Auparavant, les places asiatiques avaient terminé sur des baisses encore plus fortes, de près de 4% à Tokyo et de plus de 5% à Hong Kong. Cette baisse généralisée traduit, selon les professionnels, la déception des investisseurs vis-à-vis du plan annoncé vendredi par le président américain George W. Bush pour soutenir l'économie face à la crise financière et immobilière et à la chute de confiance des consommateurs.
Contagion et fièvre
Certains analystes ont jugé le plan de relance de plus de 140 milliards de dollars présenté par le président américain trop imprécis alors que la crise menace en premier lieu le secteur financier. Le directeur général du Fonds monétaire internationale (FMI), Dominique Strauss-Kahn, en visite lundi à Paris lors de laquelle il a été reçu par Nicolas Sarkozy, a estimé que les Bourses n'avaient "pas apprécié, semble-t-il, le paquet proposé par le président Bush".

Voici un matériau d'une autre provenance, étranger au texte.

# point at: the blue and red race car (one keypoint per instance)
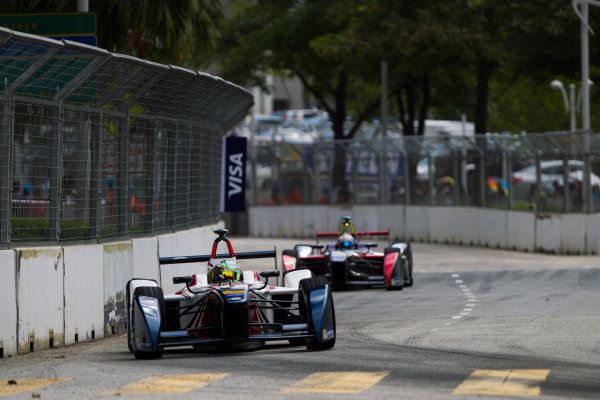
(350, 262)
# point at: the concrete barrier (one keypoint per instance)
(520, 229)
(492, 228)
(145, 258)
(84, 283)
(573, 234)
(547, 233)
(52, 296)
(117, 260)
(592, 234)
(8, 310)
(40, 298)
(417, 224)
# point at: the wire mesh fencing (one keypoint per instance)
(550, 172)
(101, 146)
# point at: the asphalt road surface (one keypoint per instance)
(478, 323)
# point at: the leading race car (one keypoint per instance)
(348, 262)
(229, 309)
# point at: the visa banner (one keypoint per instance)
(233, 174)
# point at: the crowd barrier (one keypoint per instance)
(502, 229)
(56, 296)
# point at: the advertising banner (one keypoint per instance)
(233, 174)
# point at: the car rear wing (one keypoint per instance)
(206, 257)
(366, 233)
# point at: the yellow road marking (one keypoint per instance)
(168, 384)
(510, 382)
(24, 385)
(336, 382)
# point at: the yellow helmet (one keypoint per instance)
(224, 271)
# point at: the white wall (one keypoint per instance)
(117, 260)
(8, 300)
(40, 292)
(84, 291)
(89, 280)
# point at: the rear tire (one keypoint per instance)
(304, 288)
(157, 293)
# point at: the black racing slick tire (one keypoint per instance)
(157, 293)
(397, 272)
(304, 288)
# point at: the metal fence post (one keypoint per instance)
(6, 172)
(149, 194)
(122, 183)
(95, 175)
(55, 179)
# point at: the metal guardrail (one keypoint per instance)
(96, 145)
(554, 172)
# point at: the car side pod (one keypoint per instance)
(322, 313)
(392, 269)
(147, 323)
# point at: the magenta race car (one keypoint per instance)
(350, 262)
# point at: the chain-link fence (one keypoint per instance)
(96, 145)
(554, 172)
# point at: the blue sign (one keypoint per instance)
(233, 174)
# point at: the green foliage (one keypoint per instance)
(166, 31)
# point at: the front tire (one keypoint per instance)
(397, 271)
(157, 293)
(305, 287)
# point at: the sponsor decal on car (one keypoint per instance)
(143, 343)
(233, 294)
(328, 333)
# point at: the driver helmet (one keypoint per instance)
(346, 241)
(224, 269)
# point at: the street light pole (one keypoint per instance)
(585, 28)
(569, 103)
(573, 124)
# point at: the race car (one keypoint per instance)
(228, 309)
(348, 262)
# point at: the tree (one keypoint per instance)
(304, 39)
(166, 31)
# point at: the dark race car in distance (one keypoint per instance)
(350, 262)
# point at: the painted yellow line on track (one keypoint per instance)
(510, 382)
(15, 386)
(336, 382)
(168, 384)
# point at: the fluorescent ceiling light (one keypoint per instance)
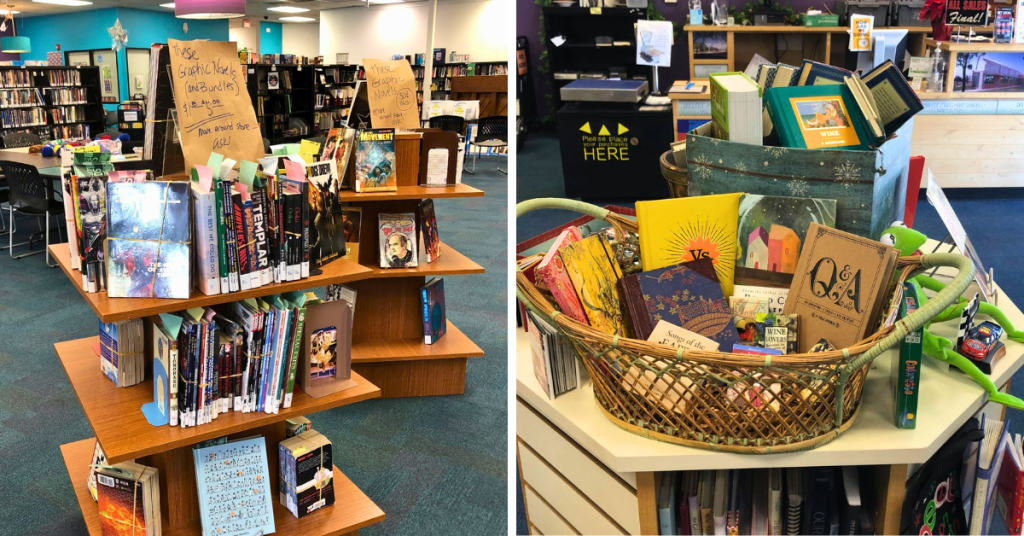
(72, 3)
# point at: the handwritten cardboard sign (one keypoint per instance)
(214, 111)
(391, 87)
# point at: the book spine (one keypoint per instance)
(255, 281)
(238, 211)
(305, 231)
(218, 194)
(296, 347)
(172, 383)
(428, 333)
(230, 244)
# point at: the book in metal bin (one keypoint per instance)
(605, 90)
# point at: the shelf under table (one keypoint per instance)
(113, 310)
(116, 415)
(454, 344)
(352, 509)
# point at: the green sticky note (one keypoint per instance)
(247, 171)
(214, 164)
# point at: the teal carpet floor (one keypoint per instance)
(434, 465)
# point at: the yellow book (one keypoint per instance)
(591, 266)
(674, 231)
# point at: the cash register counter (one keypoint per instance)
(581, 473)
(611, 151)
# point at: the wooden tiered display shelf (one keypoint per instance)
(389, 359)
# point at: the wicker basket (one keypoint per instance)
(730, 402)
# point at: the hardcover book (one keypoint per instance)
(817, 117)
(771, 229)
(397, 240)
(895, 99)
(683, 297)
(375, 164)
(769, 330)
(905, 371)
(551, 272)
(434, 316)
(840, 282)
(674, 231)
(594, 272)
(327, 235)
(428, 231)
(147, 246)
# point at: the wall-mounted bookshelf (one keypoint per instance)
(285, 114)
(51, 101)
(334, 91)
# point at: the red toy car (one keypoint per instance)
(981, 340)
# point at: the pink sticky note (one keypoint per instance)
(244, 190)
(205, 178)
(294, 171)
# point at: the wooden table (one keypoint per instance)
(578, 467)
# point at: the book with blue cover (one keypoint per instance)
(682, 296)
(233, 484)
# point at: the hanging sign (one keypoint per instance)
(215, 114)
(967, 12)
(391, 88)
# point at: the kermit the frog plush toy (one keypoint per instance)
(907, 241)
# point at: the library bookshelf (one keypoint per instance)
(389, 360)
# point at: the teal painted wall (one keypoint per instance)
(270, 42)
(87, 31)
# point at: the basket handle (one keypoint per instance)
(562, 204)
(924, 315)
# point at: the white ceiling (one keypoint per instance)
(255, 9)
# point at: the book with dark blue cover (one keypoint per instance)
(896, 100)
(682, 296)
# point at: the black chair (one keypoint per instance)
(31, 195)
(491, 131)
(450, 124)
(20, 139)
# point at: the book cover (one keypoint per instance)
(327, 236)
(674, 231)
(905, 369)
(397, 240)
(895, 99)
(351, 218)
(375, 164)
(326, 359)
(769, 330)
(594, 272)
(817, 117)
(551, 272)
(428, 231)
(147, 247)
(683, 297)
(840, 281)
(771, 229)
(434, 317)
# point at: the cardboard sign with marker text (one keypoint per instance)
(391, 88)
(214, 111)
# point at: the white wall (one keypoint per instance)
(246, 37)
(300, 38)
(480, 29)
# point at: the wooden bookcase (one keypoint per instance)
(39, 79)
(389, 359)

Une récession ne peut plus désormais être exclue aux Etats-Unis, a pour sa part estimé lundi soir à Bruxelles le président de l'Eurogroupe, Jean-Claude Juncker. Si c'était le cas, "elle ne restera pas sans conséquence sur la croissance en zone euro", a-t-il admis, évoquant une croissance inférieure à ce qui était anticipé à l'orgine en Europe.

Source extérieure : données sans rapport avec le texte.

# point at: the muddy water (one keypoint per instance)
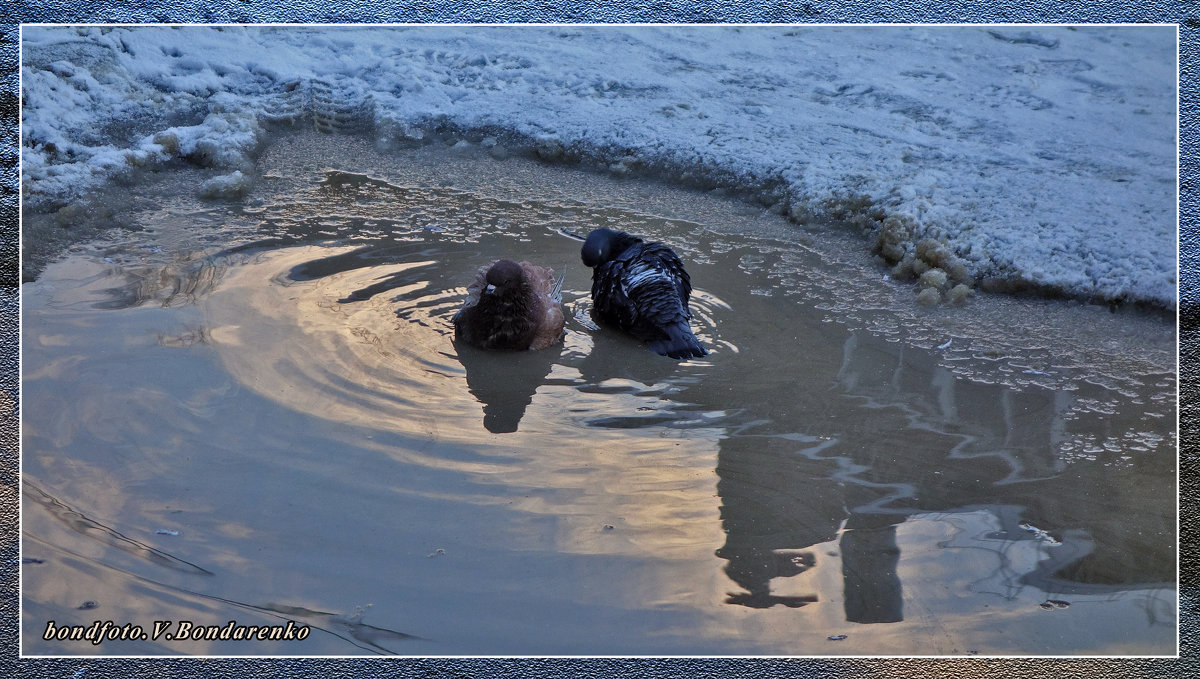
(256, 412)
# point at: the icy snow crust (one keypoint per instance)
(1041, 157)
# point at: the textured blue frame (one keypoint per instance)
(589, 11)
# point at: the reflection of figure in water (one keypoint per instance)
(641, 288)
(773, 506)
(504, 384)
(511, 307)
(869, 558)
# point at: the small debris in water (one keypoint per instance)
(1038, 533)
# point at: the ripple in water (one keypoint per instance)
(307, 341)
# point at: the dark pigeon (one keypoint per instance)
(511, 307)
(641, 288)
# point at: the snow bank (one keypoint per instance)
(1033, 156)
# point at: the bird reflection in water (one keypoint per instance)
(504, 382)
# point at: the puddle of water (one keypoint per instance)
(257, 413)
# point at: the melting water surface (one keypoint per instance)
(257, 412)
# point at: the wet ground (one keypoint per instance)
(255, 410)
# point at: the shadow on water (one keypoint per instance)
(811, 457)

L'hypothèse d'une contagion à l'Europe de la probable récession américaine gagne donc du terrain. Les investisseurs tablent de moins en moins sur un relèvement des taux par la Banque centrale européenne et certains anticipent au contraire une baisse. En conséquence, sur le marché des changes, l'euro reculait encore face au dollar lundi matin et repassait sous 1,50 dollar.
Signe de la nervosité des investisseurs, les volumes d'échanges étaient inhabituellement importants sur les marchés boursiers alors que les marchés financiers américains sont fermés ce lundi, jour férié aux Etats-Unis, ce qui entraîne d'ordinaire une accalmie sur les autres places.